Thursday, July 20, 2017

'The Girl Without Hands' Multi-Award Winning Animated Film (Limited US Theatrical Release Begins July 21)

We've been meaning to bring this to readers attention for a while and are very glad to see this French animated, full length feature, drawing the attention of mainstream media such as The New York Times, this week as it becomes available to see in the US in selected indie theaters.

Note: the alternate posters shown throughout this post were created by Paul Jeffrey of Passage Design, all of which can be seen HERE.
Created by one man (!), the film, being hailed a masterpiece and 'guaranteed to be an animation classic', is based on the Grimm's version of the tale, and cleverly and sensitively uses a very expressive-impressionist style to convey both characters and emotion throughout.

Take a look:

As a fairy tale reader, you're probably aware of how dark and harsh this story is - and therefore how much it means to so many people - and will be glad to know that although the style is gentle and colorful, it doesn't shy away from the dark themes.

For those a little rusty on the synopsis here's a summary, courtesy of GKids:
In hard times, a miller sells his daughter to the Devil. Protected by her purity, she escapes from the Devil who, in revenge, deprives her of her hands. So begins her long journey towards the light… but in spite of her resilience and the new protection of a handsome prince’s estate, the Devil devises a plan of his own.
From the New York Times review:
Perhaps more striking than the adaptation of the harsh narrative is the movie’s animation style. Mr. Laudenbach’s drawing eschews clean ink lines for a minimalist and impressionist aesthetic. He allows the water color swatches that stand in for characters and landscapes to create a dreamlike world that appears poetically endless. When lines do appear, they are thick and textured, like those of a sumi-e painting from Asia.
The result is a dazzlingly imaginative movie about survival. Left on her own, the woman in the story proves capable of taking care of herself, and later her child, once the constraints of comfort and gender roles are cast off.
Indie Wire has an exclusive 1min13second clip of the sequence HERE where the father is tricked by the Devil. It's definitely worth watching! (We are not embedding out of respect for this clip just surfacing)

Distribution has been picked up by GKids, with the film having a limited US theatrical release, starting in New York at the IFC tomorrow (July 21st).
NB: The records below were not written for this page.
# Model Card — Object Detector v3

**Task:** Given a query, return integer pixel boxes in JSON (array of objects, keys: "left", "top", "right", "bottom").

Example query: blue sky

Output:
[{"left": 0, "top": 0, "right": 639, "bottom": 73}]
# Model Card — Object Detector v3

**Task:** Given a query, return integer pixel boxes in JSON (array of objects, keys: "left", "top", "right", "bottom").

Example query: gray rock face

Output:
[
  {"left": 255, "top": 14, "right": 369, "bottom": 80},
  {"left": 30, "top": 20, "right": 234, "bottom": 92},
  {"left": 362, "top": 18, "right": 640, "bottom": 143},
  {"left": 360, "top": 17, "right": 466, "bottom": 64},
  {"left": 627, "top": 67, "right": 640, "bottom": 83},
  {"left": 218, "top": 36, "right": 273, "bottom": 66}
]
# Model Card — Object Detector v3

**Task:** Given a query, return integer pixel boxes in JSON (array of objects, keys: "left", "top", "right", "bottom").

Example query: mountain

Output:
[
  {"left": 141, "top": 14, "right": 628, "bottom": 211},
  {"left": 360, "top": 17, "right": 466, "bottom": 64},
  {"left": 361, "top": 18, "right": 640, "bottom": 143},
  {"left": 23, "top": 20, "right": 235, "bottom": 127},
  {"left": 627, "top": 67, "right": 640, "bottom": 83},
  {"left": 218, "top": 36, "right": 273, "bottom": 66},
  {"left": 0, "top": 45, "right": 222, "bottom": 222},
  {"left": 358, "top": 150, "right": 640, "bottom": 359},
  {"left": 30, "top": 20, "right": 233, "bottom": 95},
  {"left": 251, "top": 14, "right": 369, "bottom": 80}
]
More dates and locations are being added to the official page on the GKids website HERE, so check it out and see if you're lucky enough to have this appear locally for you. With GKids - who are doing an amazing job of bringing world class animation from all over the globe to larger audiences - as the distributor, hopefully the full length feature will be available to add to our fairy tale film libraries on DVD and/or Blu-ray soon.

Please note: with the subject matter and the film being distributed by GKids, it may be a little confusing as to whom is the best audience for the film. By all reports, it can be considered accessible to some children and has a dreamlike quality about it, as well as a very female empowering message. There is no doubt it tells the same story as the Brothers Grimm, however, so due to this and the representation of some very dark concepts, the style is probably best suited for teens and above. Please use discretion (and perhaps a pre-viewing) if you intend to share this with children.
To help in deciding, there's a good description of style and some of the story aspects and approaches to storytelling in the Variety review HERE.

There is also a French book that's been released, using the drawings created for the film, which is advertised as being from ages 7-77. We can't find any notice of an English version of this book in the works so if you're keen, we suggest hunting down a French copy. You can read about it HERE.
The whole Fairy Tale News Room are all very much looking forward to seeing this film, and in many ways it feels as if the release of this film in the US this year, is rather fortuitous. We're very grateful to GKids for making the best animated storytelling from around the world available for us to see.